Aspect ratios and sizes validate against a per-model whitelist before the HTTP request. Empty whitelists mean "no client-side check; pass through" — providers like OpenAI accept arbitrary sizes within documented bounds (max edge ≤3840, both edges multiples of 16, ratio ≤3:1, total pixels 655K–8.3M), so the SDK trusts the API boundary instead of carrying a stale list.

For OpenAI, the chain dispatches automatically — no image parts hits `/v1/images/generations` (JSON), one or more image parts hits `/v1/images/edits` (multipart/form-data with one `image[]` field per reference, in caller order).
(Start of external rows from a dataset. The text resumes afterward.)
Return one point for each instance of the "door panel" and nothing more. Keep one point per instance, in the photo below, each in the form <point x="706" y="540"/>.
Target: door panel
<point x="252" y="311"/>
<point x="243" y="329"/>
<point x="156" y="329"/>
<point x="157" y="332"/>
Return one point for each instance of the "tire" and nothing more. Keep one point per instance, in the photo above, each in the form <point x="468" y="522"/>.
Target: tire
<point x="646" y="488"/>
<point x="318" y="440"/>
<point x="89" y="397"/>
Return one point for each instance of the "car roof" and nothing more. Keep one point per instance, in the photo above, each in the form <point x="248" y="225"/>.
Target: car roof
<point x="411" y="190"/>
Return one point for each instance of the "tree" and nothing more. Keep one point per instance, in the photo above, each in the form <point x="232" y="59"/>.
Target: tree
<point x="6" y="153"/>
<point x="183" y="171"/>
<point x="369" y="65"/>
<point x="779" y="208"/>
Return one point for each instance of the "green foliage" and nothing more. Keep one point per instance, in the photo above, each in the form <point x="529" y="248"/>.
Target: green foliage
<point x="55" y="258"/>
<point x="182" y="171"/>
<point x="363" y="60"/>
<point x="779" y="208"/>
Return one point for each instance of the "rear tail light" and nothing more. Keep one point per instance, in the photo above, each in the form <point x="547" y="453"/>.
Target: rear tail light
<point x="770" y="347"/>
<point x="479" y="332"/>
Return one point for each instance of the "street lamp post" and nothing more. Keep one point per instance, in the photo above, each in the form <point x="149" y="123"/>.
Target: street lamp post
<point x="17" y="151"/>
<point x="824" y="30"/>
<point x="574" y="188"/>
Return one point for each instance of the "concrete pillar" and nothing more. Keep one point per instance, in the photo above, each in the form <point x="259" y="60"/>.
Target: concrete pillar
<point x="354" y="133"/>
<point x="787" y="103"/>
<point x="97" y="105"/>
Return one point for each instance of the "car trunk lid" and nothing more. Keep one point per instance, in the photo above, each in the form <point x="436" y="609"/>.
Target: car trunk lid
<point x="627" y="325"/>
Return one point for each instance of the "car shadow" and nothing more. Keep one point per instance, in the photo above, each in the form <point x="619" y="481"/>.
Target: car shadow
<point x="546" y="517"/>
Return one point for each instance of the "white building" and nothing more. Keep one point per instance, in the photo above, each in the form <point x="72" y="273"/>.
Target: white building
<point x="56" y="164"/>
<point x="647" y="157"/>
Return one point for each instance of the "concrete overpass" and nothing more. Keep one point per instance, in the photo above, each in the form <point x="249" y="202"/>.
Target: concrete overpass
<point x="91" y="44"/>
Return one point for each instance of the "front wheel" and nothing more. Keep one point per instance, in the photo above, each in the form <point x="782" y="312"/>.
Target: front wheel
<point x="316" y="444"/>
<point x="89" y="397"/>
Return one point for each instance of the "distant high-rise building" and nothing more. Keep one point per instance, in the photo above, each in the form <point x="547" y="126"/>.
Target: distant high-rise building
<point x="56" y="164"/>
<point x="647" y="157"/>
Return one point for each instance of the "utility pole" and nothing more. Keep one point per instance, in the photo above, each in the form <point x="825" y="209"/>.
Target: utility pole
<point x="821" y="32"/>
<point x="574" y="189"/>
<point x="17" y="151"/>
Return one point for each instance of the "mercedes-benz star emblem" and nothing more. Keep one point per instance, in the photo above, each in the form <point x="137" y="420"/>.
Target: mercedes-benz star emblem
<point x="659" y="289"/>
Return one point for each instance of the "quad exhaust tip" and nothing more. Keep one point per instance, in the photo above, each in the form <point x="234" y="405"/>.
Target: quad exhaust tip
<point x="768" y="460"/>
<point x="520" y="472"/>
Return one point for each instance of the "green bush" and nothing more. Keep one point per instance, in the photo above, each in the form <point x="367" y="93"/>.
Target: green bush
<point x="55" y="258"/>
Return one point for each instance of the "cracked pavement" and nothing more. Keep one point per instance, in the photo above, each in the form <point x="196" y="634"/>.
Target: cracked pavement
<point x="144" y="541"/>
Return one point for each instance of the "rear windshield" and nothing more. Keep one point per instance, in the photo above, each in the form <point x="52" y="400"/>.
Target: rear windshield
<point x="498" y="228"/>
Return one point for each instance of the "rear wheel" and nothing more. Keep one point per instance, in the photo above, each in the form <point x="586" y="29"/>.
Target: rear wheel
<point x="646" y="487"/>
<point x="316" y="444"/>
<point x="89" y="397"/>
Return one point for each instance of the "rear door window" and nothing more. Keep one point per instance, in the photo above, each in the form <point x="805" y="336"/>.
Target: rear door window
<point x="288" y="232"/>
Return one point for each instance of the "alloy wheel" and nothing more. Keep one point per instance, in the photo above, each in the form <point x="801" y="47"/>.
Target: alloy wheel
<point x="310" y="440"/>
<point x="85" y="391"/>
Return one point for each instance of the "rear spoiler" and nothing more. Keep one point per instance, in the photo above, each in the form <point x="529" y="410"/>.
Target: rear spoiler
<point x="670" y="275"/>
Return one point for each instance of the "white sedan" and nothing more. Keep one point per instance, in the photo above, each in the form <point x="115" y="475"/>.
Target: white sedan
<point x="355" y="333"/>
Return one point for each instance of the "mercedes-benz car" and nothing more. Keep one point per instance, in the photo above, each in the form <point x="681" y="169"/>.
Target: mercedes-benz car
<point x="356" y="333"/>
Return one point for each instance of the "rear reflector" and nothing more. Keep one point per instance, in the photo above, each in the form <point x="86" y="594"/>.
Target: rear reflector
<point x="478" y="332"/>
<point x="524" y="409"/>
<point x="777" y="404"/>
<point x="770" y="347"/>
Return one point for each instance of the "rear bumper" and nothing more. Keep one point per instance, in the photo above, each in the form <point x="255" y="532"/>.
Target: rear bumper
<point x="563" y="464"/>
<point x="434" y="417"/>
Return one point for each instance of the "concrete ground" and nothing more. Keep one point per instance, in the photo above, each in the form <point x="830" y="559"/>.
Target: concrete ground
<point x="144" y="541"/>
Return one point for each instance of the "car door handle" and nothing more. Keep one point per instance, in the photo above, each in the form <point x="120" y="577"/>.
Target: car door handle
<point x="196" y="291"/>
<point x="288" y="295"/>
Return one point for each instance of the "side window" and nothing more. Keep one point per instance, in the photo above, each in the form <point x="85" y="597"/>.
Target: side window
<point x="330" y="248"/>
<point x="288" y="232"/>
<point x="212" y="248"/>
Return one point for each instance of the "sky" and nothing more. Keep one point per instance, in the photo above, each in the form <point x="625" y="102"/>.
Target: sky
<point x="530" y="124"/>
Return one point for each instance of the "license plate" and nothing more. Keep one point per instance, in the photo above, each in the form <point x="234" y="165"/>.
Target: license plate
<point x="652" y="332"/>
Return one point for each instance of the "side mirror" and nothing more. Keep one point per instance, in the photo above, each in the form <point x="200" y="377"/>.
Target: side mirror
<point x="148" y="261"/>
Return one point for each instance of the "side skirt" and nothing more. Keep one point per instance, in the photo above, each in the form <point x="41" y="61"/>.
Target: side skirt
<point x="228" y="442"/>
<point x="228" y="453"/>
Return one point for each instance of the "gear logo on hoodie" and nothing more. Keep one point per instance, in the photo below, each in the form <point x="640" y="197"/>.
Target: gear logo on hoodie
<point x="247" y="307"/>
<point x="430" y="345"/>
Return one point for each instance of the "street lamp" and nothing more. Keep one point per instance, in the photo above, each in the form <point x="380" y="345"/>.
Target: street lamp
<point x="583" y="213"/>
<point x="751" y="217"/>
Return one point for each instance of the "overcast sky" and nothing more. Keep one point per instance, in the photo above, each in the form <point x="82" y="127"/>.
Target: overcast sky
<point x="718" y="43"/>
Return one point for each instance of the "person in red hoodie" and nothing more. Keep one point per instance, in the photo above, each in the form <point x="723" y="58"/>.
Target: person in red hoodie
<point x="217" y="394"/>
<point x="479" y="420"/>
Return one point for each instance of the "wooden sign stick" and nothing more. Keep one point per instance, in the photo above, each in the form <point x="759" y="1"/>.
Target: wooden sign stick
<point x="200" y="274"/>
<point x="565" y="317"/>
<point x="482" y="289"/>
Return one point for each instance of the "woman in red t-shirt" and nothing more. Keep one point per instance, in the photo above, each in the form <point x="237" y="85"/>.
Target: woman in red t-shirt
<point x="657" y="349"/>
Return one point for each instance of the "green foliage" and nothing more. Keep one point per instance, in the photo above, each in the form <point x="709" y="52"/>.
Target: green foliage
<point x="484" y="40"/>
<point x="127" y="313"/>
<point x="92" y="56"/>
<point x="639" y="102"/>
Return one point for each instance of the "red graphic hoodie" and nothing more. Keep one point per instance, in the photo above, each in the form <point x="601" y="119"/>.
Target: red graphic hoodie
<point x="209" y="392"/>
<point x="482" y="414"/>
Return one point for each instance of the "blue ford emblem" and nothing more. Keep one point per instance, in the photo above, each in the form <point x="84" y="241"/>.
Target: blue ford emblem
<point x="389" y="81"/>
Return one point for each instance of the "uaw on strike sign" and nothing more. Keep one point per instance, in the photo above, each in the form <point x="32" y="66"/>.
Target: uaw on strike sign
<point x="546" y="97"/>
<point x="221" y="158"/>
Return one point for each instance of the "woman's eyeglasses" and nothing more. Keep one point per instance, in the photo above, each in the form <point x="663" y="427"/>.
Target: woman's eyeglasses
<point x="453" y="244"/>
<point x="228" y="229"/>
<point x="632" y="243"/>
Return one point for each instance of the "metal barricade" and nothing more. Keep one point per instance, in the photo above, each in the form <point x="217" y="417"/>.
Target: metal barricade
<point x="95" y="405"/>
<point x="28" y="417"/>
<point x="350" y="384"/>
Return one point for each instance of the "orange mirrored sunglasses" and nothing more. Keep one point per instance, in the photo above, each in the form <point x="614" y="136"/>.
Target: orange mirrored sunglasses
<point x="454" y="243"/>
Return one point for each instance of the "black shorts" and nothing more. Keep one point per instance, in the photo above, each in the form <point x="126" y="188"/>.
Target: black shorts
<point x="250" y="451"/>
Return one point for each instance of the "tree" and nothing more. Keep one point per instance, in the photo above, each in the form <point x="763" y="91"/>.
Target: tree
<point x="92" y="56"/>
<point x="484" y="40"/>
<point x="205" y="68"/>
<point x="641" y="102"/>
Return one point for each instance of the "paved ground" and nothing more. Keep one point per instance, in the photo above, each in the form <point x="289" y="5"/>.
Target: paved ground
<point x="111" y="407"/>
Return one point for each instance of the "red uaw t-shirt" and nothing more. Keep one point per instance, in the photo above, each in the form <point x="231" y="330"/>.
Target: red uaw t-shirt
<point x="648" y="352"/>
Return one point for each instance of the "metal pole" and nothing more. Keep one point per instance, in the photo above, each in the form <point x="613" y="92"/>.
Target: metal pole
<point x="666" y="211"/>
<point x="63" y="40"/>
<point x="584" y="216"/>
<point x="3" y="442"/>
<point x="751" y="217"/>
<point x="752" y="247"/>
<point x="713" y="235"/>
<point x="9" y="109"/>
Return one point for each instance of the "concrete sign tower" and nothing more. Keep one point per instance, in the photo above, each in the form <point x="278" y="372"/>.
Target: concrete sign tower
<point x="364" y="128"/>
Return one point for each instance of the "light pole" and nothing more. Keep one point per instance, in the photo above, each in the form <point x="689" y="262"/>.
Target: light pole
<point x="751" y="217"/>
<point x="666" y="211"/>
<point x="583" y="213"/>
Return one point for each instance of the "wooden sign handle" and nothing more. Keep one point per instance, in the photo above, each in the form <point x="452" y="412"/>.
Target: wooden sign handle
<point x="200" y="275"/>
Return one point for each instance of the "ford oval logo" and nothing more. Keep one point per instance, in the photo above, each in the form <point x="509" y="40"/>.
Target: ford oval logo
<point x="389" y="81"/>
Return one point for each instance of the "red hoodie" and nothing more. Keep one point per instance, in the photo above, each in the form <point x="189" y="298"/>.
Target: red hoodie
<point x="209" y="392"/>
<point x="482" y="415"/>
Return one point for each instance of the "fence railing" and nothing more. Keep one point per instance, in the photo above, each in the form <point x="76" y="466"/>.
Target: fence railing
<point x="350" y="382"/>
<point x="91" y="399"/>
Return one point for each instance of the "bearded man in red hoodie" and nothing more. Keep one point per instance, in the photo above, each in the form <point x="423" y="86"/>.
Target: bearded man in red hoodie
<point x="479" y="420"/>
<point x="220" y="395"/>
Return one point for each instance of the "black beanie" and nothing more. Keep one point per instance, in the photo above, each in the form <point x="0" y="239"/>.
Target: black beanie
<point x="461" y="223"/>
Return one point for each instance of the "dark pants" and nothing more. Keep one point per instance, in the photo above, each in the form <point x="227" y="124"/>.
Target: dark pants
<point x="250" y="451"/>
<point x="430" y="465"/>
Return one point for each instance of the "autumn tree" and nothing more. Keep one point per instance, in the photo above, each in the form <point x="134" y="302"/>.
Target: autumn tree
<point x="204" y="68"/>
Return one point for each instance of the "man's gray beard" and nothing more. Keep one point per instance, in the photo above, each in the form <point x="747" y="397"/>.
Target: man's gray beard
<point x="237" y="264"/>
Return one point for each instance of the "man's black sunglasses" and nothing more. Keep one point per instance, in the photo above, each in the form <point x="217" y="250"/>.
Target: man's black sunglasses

Provider knobs are typed chain methods on the `Image` builder:

| Method               | Provider support            | Wire field       |

| -------------------- | --------------------------- | ---------------- |

| `.quality(s)`        | OpenAI gpt-image-\*         | `quality`        |

| `.output_format(s)`  | OpenAI gpt-image-\*         | `output_format`  |

| `.background(s)`     | OpenAI gpt-image-\*         | `background`     |

| `.count(n)`          | OpenAI + xAI Grok           | `n`              |

| `.mask(mime, bytes)` | OpenAI gpt-image-\* (edits) | multipart `mask` |

The chain validates per provider — calling `.quality(...)` on a Google or xAI builder returns `Err(Validation { ... })` immediately, no HTTP round-trip. Knobs without typed methods (OpenAI: `output_compression`, `moderation`) remain reachable via `.extra_fields(...)`, which is unvalidated and freeform.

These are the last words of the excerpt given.